Gaastra told the Sunday Telegraph: “Everybody in the country’s life has changed. The focus is obviously on coronavirus – and so it should be.

“So, my focus has changed too. Lacrosse has currently been put to one side.

“Our major championships are cancelled and my main focus is to look after my patients, and then I must look after myself, so my most intense training, which is very sport specific, has stopped.

“My training has now changed more to help maintain my physical and mental health, so I can stay healthy for my patients.”


There has been much focus on the increased need for ventilators to combat the respiratory effects of the virus, with the government’s call for production bringing a response from sporting outfits including the seven British-based Formula One constructors and the Ineos sailing team.

Gaastra – who was raised in London, but has roots in Merthyr – has a key part to play in operating that technology and her wider role has parallels with her sporting endeavours.

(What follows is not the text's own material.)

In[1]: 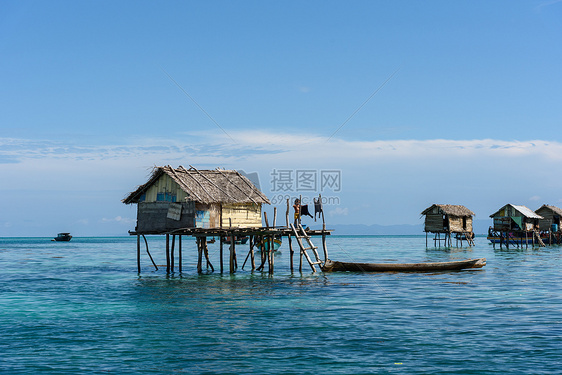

She added: “There are a lot of similarities between being an anaesthetist and captaining your country. I have the responsibility to lead the theatre team. It is like being part of a sports team in that sense.

“When I am on the pitch, I am quite a supportive player. That is going to be key going forward with the coronavirus. I am going to be supporting other doctors who might be outside their comfort zone.


“We will see junior doctors redeployed to other areas. Some who might not usually work in intensive care will be working with us, so it is really important to support them in their roles and to teach them.

“As anaesthetists and intensive care doctors, we are in the spotlight now because we would usually be the doctors people look to to put people on ventilators.

“That is why we are going to be particularly important in this scenario we are going into.”